The Q factor can be found by
Q Factor = tan(PF) = tan(87.11) = 19.8
This is close to the 20 you estimated.
The input (primary) circuit also gave some interesting numbers. For the .011
uf capacitor the VA was 96 and watts 40. The PF was 41.7 percent with a
65.35 phase angle. The 40 watts would include the losses in both the
primary and secondary circuits. Note on the graph that for the .011 uf cap
the 96 VA of the primary is less than the 139 VA of the secondary as shown
above.
The graph was similar to the above for a NST load that consisted of a .01623
uf capacitor in series with increasing resistance.

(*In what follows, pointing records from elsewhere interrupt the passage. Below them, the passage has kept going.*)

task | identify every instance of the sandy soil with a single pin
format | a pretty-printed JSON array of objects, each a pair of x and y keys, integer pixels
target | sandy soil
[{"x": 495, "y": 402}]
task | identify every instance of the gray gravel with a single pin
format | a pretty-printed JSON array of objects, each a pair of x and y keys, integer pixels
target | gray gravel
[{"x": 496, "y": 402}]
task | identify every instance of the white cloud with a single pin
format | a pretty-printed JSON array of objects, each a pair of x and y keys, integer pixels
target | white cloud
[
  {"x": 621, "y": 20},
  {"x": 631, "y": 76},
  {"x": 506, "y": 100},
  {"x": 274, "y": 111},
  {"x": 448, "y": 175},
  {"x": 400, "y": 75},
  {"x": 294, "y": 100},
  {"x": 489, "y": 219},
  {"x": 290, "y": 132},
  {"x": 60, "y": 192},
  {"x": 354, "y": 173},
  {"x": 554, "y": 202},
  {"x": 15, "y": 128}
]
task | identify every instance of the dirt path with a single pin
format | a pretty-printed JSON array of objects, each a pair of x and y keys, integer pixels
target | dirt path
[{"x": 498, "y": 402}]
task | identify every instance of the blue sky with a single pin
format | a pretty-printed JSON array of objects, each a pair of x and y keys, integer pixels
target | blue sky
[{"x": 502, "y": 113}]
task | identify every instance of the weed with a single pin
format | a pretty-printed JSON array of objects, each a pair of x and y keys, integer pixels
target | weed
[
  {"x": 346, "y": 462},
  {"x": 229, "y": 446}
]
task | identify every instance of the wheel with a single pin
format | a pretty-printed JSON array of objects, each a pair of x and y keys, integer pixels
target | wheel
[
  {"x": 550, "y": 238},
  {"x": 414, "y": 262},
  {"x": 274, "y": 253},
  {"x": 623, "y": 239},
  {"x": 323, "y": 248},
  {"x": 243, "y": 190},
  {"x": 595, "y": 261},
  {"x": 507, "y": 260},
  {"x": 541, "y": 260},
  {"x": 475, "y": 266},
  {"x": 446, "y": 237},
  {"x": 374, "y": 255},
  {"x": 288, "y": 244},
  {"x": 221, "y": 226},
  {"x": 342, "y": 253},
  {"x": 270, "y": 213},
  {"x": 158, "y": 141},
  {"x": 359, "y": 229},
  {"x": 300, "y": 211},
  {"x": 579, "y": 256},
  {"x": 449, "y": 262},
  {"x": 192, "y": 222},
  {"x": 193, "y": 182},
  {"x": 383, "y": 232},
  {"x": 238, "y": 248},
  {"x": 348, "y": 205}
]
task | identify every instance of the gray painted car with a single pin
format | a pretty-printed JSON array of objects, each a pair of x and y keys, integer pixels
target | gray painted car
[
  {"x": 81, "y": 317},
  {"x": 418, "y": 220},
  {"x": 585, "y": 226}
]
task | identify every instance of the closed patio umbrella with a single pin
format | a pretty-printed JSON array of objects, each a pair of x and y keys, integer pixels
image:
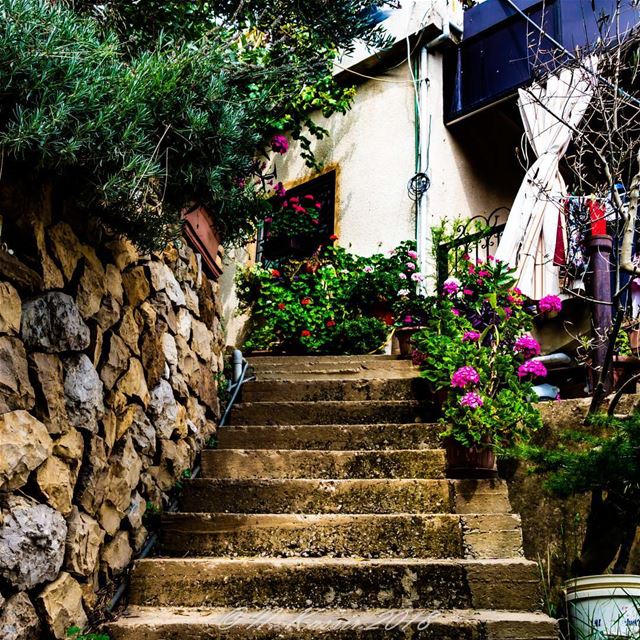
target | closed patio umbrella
[{"x": 550, "y": 113}]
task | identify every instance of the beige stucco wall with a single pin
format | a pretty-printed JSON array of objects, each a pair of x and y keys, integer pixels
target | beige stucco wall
[{"x": 472, "y": 167}]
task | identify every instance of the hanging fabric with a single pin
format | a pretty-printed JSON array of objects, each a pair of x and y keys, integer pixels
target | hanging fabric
[{"x": 549, "y": 114}]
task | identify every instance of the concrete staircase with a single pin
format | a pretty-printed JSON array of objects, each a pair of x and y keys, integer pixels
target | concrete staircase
[{"x": 325, "y": 513}]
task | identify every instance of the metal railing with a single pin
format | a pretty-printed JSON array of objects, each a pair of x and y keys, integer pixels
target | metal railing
[
  {"x": 478, "y": 237},
  {"x": 239, "y": 377}
]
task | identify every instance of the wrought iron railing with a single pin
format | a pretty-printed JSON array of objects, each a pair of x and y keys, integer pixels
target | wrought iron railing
[{"x": 477, "y": 237}]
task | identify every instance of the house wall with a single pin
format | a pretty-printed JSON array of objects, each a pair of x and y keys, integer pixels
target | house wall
[{"x": 108, "y": 390}]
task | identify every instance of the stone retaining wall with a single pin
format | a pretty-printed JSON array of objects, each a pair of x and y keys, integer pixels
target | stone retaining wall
[{"x": 108, "y": 389}]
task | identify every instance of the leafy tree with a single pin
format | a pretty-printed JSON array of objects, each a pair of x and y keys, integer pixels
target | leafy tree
[{"x": 149, "y": 107}]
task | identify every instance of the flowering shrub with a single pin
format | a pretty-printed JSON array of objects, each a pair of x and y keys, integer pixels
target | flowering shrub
[
  {"x": 307, "y": 306},
  {"x": 477, "y": 354}
]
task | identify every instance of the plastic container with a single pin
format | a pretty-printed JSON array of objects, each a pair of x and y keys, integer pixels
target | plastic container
[{"x": 606, "y": 606}]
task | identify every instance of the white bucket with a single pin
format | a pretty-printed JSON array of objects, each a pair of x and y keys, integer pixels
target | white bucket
[{"x": 606, "y": 606}]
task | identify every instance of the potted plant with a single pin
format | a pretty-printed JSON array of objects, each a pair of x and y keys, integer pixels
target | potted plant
[
  {"x": 600, "y": 459},
  {"x": 480, "y": 360}
]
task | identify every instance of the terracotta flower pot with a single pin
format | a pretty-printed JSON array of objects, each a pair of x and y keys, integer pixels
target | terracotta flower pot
[{"x": 475, "y": 462}]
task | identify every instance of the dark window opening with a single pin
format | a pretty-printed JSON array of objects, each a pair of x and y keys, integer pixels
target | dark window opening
[{"x": 276, "y": 246}]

Some of the resistances
gave output VA greater than input VA. The curve for the input VA was non
linear and showed a maximum at about 100 Kohms. This would be an optimum
operating condition for this NST with this type of load. This would also be
the point of maximum overall efficiency. It is obvious that graphs of this
type would be very useful to coilers for finding the most efficient NST load
combination. But how do you relate this load combination to Tesla coils?
John Couture
-------------------------------
-----Original Message-----
From: Tesla list [mailto:tesla-at-pupman-dot-com]
Sent: Monday, January 20, 2003 7:57 PM
To: tesla-at-pupman-dot-com
Subject: Re: NST TEST GRAPHS (was NST power test)

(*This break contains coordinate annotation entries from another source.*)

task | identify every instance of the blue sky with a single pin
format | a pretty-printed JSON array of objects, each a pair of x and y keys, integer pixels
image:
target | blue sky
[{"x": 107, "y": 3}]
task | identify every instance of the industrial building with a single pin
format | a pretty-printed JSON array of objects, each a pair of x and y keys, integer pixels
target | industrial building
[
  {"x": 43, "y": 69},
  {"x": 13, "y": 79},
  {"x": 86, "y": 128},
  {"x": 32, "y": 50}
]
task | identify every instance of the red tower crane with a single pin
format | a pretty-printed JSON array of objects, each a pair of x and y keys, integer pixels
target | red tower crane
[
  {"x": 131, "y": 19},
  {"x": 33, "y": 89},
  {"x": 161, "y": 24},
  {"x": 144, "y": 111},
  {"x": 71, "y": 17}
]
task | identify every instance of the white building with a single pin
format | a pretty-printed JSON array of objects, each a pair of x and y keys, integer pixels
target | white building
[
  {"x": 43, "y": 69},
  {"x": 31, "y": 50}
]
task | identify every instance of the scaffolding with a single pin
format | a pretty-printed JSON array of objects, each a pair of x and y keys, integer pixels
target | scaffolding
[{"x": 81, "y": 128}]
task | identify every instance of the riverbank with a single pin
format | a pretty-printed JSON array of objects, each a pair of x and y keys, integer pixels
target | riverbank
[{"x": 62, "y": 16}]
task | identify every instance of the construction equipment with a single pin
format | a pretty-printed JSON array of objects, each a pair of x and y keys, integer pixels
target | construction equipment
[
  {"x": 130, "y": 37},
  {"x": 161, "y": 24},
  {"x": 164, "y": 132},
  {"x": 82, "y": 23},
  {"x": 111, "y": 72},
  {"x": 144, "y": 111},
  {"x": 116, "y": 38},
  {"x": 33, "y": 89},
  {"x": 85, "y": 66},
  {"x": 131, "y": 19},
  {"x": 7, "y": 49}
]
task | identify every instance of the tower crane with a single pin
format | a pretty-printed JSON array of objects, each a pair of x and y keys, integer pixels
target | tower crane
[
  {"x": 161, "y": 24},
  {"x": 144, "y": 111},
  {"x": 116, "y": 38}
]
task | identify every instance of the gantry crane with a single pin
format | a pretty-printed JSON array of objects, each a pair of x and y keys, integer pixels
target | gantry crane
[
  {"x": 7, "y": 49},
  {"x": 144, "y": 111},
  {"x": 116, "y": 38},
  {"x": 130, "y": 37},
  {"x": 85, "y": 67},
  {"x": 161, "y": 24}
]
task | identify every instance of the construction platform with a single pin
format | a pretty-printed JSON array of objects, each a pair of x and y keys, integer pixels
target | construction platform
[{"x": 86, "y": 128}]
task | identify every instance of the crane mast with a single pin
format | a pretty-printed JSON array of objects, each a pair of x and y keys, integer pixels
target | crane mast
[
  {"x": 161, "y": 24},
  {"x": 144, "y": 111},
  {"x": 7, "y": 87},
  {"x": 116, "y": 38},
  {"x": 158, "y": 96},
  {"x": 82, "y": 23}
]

Original poster: "Jim Lux by way of Terry Fritz <teslalist-at-qwest-dot-net>"
<jimlux-at-earthlink-dot-net>
> Original poster: "Jim Lux by way of Terry Fritz <teslalist-at-qwest-dot-net>"

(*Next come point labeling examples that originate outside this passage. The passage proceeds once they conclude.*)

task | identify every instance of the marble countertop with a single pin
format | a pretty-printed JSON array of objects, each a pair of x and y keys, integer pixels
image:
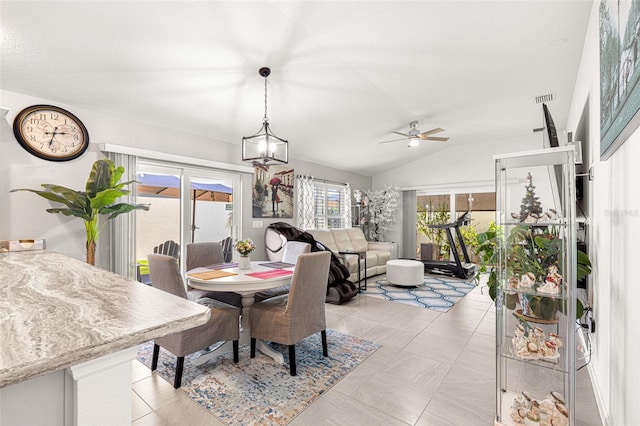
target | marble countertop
[{"x": 56, "y": 311}]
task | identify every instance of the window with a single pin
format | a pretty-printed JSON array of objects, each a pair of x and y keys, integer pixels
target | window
[{"x": 330, "y": 206}]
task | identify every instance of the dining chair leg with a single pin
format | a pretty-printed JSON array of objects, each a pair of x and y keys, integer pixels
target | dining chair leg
[
  {"x": 179, "y": 366},
  {"x": 292, "y": 360},
  {"x": 325, "y": 351},
  {"x": 154, "y": 359},
  {"x": 236, "y": 351}
]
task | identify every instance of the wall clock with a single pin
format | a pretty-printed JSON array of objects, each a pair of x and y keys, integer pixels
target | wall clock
[{"x": 50, "y": 133}]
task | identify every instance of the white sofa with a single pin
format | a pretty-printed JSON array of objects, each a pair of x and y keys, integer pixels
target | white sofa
[{"x": 352, "y": 239}]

> <jimlux-at-earthlink-dot-net>
>
> Does any of this testing show that a simple transformer model (leakage
> reactance, series resistance, magnetizing inductance, loss resistance)
> doesn't adequately describe the NST operating in it's linear (non
> saturated) regime?
>
> ------------------
> None of my testing indicates that this changes. However, the tests did
show
> that if the load is only a varying resistance the sec voltage is linear
but
> the sec wattage is non linear.
Which you would expect.. power transfer is a peak at matched resistance, and
zero with either a short or infinite resistance... Has to be nonlinear
>
> When the secondary VA is greater than the primary VA, it just means that
> there is reactive power circulating in circuit formed by the secondary
> leakage inductance, resistance, and the external capacitor. In fact,
it's
> a good indication of resonant rise in the secondary, since that would
> nicely explain it.
>
> 0.01 uF at 60 Hz would be about +j265K ohms...
> 7.5kV open circuit with 30 mA short circuit output current would imply
that
> the leakage inductance has a reactance of about -j250K... (neglecting the
> iron and copper losses, which are probably around 5-10%)
>
>
> So, the 0.01 uF case is pretty darn close to resonant. What was the
> voltage across the capacitor in this case?
>
> -------------------
> Unfortunately, I did not have a variable uf capacitor to look for
resonance
> around .0106 uf. There was no voltage rise at .008 uf and the sec voltage
> was 5700 volts. There was also no voltage rise at .011 uf and the sec
> voltage was 6200 volts. If there is a voltage rise between .008 and .011
I
> would expect that the tuning would be very sharp.
Given the high resistance (secondary winding resistance, if nothing else), I
don't know that the Q is all that high. Ballparking it, I'd expect that the
resistance of the secondary is such that the loss in normal operation (i.e.
lots of current, low voltage) is around 5% of rated power. For a 7.5/30
(275VA) something on the order of 10W? At 30 mA, that's (R= P/I^2) around
11kOhm.. The reactance is (as calculated before) around 265K, so the Q( =
X/R) is going to be around 20. 5% might be optimistic.. 10% losses would
equate to a Q around 10.. To get a change in voltage of .707 (= 3dB) would
imply a change in C of around 20%...(say, from .01 to .012)
Perhaps Terry will make some current phase measurements (hint, hint) and
you'll see resonance clearly, as the phase flips through zero.